Overseas expansion is not, for the moment, a preoccupation as, historically, the private equity team has focused on the UK marketplace. However, Aberdeen has indicated a desire to expand the private equity network into Europe. This is a medium- to long-term aim and will only happen should the company find suitable local partners to work with that possess experience in the small- to mid-sized marketplace.

Given the recent telecoms fall-out, “sticking to the knitting” seems to be serving AMJPE well. Deal flow, says Diggines, “has blossomed over the past year or so”, benefiting from the broad-broom approach. The firm is second only to 3i as leading equity investor in the UK over the past five years, according to a recent survey. Yet Diggines insists on the same characteristics in any venture under consideration: “We want to see a quality management team, sustainability of cash flow, ability to deliver a profit, the dynamics of the marketplace, the scalability of the business model, the quality of the customer base, the opportunity for real growth and, of course, an exit.”

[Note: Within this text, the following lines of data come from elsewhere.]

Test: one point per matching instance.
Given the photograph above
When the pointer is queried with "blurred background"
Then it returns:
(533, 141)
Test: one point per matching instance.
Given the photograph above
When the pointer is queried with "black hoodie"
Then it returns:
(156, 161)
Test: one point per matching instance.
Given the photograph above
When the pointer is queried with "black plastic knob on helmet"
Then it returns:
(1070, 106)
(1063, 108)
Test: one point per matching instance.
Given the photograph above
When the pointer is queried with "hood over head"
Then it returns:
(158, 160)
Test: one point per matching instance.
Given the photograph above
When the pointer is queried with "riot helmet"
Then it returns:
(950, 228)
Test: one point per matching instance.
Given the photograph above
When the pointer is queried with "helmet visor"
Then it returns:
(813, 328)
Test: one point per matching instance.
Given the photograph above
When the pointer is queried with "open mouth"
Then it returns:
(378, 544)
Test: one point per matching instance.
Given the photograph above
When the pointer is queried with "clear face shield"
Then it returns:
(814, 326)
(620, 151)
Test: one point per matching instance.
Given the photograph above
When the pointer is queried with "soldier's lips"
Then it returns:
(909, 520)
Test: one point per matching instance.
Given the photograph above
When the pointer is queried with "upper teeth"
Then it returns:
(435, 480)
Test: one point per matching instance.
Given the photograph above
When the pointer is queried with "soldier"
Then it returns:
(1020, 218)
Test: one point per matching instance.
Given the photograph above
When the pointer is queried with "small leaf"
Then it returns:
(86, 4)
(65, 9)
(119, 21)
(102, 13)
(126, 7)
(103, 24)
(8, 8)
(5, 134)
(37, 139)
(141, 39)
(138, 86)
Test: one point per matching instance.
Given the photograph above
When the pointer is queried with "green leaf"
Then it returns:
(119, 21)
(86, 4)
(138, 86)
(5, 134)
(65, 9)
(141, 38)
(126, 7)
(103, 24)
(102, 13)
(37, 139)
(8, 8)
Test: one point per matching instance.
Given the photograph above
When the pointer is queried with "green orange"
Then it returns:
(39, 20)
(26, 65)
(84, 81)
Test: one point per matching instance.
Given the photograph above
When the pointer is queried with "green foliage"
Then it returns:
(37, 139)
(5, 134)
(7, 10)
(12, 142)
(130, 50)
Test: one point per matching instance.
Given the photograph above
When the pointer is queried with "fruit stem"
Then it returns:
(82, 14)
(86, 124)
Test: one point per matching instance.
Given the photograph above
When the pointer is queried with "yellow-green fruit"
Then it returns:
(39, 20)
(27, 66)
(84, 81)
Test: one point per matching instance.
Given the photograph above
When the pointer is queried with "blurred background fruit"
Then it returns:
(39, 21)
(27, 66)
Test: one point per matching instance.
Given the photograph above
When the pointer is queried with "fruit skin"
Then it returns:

Being something of a contrarian has also meant that the firm has not followed the trend of lifting fund sizes and extending its investment parameters. By sticking doggedly to its small to mid-cap patch it has raised its profile there, developed networks, built relationships and is rapidly filling a space that some analysts feel has found its time. Certainly it is a space where there is greater potential after the departure of a number of private equity firms from this level.

As the economic downturn proceeds, big companies will look increasingly to cost cutting and a concentration on core business. This will generate spin-offs, with increasing MBO and MBI activity in the very segments AMJPE serves. Further, said Diggines, although country-specific VC opportunities in the mid-market and below have not been on the investors’ horizon over the past few years “there is enormous potential here, especially for institutions who may currently be under growing pressure to move away from traditional asset classes such as property and stocks.”

The mid-market sector has consistent deal flow and private equity returns have easily outperformed the FTSE over the past ten years. Indeed, the two component houses of AMJPE have, over the past 20 years, managed a regular internal rate of return in the region of 20 per cent on average.

More than 40 people work within AMJPE’s seven regional offices, a number that has recently grown to supply greater back-up provision, problem-solving and general portfolio management. There are investment teams of three or four people per regional office, with never less than two people working on a particular deal. Two senior regional directors report to Diggines: Hugh Little, who joined Aberdeen Asset Management in 1987, heads the private equity division in Scotland while Gary Tipper, who joined Murray Johnstone in 1993, heads the English division.

With more than 160 companies in AMJPE’s portfolio, staff are kept busy. Deal flow is strong and initiatives plentiful. At the exit end of the business, says Diggines, “things are going well; we have had some very good exits”. AMJPE’s generalist strategy has given the firm a wide spread of businesses, the better to weather an inclement economic climate than many rival houses that tend to be more specialist.

“Our companies have always been attractive targets and much less than ten per cent of our exits are via an IPO.

Our wide experience in both investments and trade sales has made us experts at buying and selling.”

A glance at some of the firm’s recent deals shows the scale and scope of its activities. In September, for instance, AMJPE featured in the buy-in, management buyout (BIMBO), for an undisclosed sum, of West Bromwich company CAP Aluminium Systems, the market leader in aluminium glazing systems for commercial buildings.

AMJPE acted alongside corporate finance advisers Invex. Fortis Bank provided senior debt and working capital facilities. CAP, established in 1983, has an annual turnover in excess of GBP20 million and is the largest of its kind in the UK. It employs more than 170 staff. Private equity funding of GBP6 million was arranged by Chris Hurley, assistant director, private equity division, at AMJPE’s Birmingham office.

Also in September, AMJPE’s Glasgow team completed a lead investor role in a GBP5.4 million syndicated investment in CITEL Technologies, the Nottingham-based Internet protocol (IP) telephony products company. CITEL has developed a solution to bridge traditional telephone systems to the new IP-based telephony. The company received more than GBP2 million from clients of AMJPE with further first-time funding coming from Gartmore Investments and TG Portfolios. Additional follow-on funding came from existing investors, including Albany Ventures and Advent Venture Partners.